И, наконец, хайку – стихи, которые мы считаем основными в творчестве Басё. Однако надо иметь в виду, что во времена самого Басё такого слова даже не существовало. Поэтов называли «хайдзин», они сочиняли стихи «ку» – фраза и «хокку» – буквально – «начальная фраза», служившая обозначением первых трёх строк длинных слоговых стихотворных форм стиля «рэнга хайкай». Этим же словом называли первые заглавные строчки на свитках или коробочках с упакованными в них рукописными стихами.
В древние времена в Японии стихосложение было коллективным занятием избранной придворной элиты. В одной из палат дворца императора собирались представители образованной знати и сидя сочиняли совместный длинный стих «рэнга» (буквально – непрерывная песня). Самый почётный из поэтов, как правило, старец или кто-либо из высших чинов при дворе императора (в ранние периоды и сам император), предлагал первые строчки стиха – «хокку», фрагмент, в котором должно было быть 17 слогов (5–7–5) с соединительным словом (кана, кэри, я). Начальная фраза одновременно служила «приветственной фразой» к собравшимся и задавала сезонную тему всего стиха. Следующий поэт должен был продолжить первые три строчки начальной фразы «хокку» фрагментом «цукэку» (последующий фрагмент) из двух строк по 7 слогов, то есть фразу из 14 слогов, ещё именуемую «танку» (короткая фраза).

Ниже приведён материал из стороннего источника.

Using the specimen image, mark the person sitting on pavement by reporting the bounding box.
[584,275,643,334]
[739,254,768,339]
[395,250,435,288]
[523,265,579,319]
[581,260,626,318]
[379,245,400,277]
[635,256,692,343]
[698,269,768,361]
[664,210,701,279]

Далее очередной сочинитель озвучивал тут же придуманную им самим «длинную фразу» – «тё: ку» 5–7–5 (так назывались все дальнейшие фразы структурой 5–7–5 слогов, кроме самой первой – «хокку»). Потом снова следовал фрагмент «танку» 7–7, и так продолжалось до тех пор, пока общее количество «ку» достигало ста.
Последний или заключительный фрагмент всего стиха назывался «агэку». После этого участники собрания поэтов приступали к обсуждению и оценке фрагментов, проверяя, нет ли повторений смысла во фразах – «риннэ», поскольку повторения считались недопустимыми. Затем они снова проговаривали чтением или пением иногда и по несколько раз полный текст коллективного сочинения, окончательный вариант которого каллиграф записывал кистью на свитке бумаги. Итоговое произведение называли «хякуин рэнга» – «непрерывная песня из ста стихов».
Первые упоминания о культуре коллективного литературного творчества – «хайкайка („ка“ – ута – песня)», содержатся в сборниках 7-го века «Кокин вака сю» и в собрании песенной поэзии 8–9 веков «Манъёсю». Стиль «длинного стиха» с одновременным участием многих поэтов – «хайкай рэнга», являлся долгое время – от эпохи Камакура до эпохи Эдо – наиболее популярным и фактически основным в японской поэзии. В середине 17-го века появилась его новая более короткая форма «касэн рэнга» из 36 фрагментов «ку» вместо ста «хякуин». Как это происходило на самом деле, можно увидеть на рисунке художника 18-го века Огата Корин – «Сандзюроку касэн».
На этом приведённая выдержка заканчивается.